There is no end to problems linked with GST – initiallty leading to county-wide anger over a multi-tier tax structure of 5, 12, 18 and 28 percent.
The Government of India, after the new tax regime was overhauled and the 28 percent tax levied on 178 items was reduced to 18 percent or less earlier this month, is now grappling with the issue of revenue leakage.
The Union Finance Secretary Hasmukh Adhia has called a meeting of all State Commercial Tax Commissioners and other senior officers responsible for GST implementation in the States on 9 December 2017 in New Delhi to review the revenue trend under GST and discuss what can be done to prevent leakages and augment the revenues.
The Chairman CBEC, GST Commissioners and Chief Commissioners of Central and Starte Government will be attending the meeting in new Delhi.
The Meeting has been convened mainly to dicuss the reason for low level of revenue as compared to what was being geneated uinder the VAT/Excise/Service Tax regime.
The concerned officers, both at the Centre and in States, have been asked to compare teh revenues of top 100 companies of the State with their past performance and the status of eway bill system in teh States.
Although not related directly with the agenda for the 9th December meeting, those in knowledgable circles questioning the logic behind the anti-profiteering authority. It is being pointed out that prices should be determined by the market and the authority should not be given the power to control prices of goods and services.
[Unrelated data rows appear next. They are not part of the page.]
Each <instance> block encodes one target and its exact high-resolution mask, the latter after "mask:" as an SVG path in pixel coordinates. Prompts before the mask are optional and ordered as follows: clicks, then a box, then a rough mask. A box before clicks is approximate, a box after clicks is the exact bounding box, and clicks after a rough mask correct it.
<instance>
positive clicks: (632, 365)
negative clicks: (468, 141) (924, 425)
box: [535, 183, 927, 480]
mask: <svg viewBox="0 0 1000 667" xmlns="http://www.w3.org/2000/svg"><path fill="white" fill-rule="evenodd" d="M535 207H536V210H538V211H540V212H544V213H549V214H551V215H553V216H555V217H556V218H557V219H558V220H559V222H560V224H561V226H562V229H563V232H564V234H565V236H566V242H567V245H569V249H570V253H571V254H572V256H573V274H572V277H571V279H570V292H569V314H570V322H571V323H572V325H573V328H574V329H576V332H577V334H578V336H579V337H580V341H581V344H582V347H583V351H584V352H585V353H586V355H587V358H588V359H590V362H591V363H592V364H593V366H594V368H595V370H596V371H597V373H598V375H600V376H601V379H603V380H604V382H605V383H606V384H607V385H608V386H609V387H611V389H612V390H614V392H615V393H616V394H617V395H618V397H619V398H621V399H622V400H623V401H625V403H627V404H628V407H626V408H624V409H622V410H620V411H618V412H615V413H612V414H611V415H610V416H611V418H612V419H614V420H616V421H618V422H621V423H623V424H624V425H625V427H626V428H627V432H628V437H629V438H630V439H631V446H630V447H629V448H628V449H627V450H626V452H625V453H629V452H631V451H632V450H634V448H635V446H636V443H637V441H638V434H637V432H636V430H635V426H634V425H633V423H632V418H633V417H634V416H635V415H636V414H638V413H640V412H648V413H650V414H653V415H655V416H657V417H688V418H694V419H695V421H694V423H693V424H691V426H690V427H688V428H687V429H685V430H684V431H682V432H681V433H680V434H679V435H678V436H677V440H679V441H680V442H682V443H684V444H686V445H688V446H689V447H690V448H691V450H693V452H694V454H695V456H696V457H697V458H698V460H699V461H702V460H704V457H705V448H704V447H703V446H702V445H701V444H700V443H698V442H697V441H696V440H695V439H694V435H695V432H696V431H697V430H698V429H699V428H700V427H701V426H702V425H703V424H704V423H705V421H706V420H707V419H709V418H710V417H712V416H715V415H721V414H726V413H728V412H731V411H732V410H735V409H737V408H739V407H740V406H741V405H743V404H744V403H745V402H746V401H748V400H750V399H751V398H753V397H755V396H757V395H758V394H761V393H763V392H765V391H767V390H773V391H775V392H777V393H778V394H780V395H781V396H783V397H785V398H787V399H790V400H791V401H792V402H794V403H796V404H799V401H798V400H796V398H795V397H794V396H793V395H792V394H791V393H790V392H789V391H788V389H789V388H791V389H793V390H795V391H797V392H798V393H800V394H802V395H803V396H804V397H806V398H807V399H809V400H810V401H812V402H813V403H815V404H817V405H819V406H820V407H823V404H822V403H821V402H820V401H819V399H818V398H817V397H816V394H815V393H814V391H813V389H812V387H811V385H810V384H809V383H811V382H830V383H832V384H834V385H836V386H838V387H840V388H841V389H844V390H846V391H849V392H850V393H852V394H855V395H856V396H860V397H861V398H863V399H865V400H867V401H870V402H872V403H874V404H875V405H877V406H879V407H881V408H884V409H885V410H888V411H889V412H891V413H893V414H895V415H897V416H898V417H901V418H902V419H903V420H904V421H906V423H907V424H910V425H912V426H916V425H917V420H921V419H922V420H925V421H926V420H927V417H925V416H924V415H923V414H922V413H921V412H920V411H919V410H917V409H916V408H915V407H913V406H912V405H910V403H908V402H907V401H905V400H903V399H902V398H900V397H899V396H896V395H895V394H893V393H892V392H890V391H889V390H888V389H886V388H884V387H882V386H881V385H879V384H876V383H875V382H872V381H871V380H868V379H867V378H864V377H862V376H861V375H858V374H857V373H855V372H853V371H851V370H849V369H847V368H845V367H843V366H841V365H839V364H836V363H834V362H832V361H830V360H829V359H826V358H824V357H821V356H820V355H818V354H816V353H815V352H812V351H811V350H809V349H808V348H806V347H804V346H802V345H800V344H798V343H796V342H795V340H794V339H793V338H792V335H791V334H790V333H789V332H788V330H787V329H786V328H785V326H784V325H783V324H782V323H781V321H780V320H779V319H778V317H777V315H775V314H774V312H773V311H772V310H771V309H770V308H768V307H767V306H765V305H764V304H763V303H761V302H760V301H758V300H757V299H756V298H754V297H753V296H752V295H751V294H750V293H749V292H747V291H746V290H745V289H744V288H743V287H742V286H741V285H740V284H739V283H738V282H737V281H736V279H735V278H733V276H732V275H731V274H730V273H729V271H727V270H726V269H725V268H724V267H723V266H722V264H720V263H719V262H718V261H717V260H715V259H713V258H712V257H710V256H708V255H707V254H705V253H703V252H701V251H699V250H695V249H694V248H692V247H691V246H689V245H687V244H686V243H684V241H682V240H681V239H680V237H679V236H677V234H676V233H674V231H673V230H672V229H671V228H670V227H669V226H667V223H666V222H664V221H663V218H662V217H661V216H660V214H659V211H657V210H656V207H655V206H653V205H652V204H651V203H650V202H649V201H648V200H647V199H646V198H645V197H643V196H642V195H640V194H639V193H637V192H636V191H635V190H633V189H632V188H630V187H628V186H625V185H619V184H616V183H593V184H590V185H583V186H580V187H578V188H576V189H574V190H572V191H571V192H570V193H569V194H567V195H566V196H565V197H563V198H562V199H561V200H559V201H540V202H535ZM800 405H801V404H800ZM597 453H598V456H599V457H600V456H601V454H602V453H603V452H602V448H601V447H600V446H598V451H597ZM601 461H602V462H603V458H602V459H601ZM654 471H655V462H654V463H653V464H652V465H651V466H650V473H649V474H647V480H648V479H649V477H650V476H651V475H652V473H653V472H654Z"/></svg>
The idea of forming a private limited company with private players to implement the GST goes against the whole concept of sovereign responsibility of administering tax administration. It is to be underscored that India is a Union of States and the Union should not become weak by giving the States excessive leverage when it comes to implementing GST. It was weak institutional framework and tax administration that was responsible for the fiscal developments that eventually flared up the Greek crisis.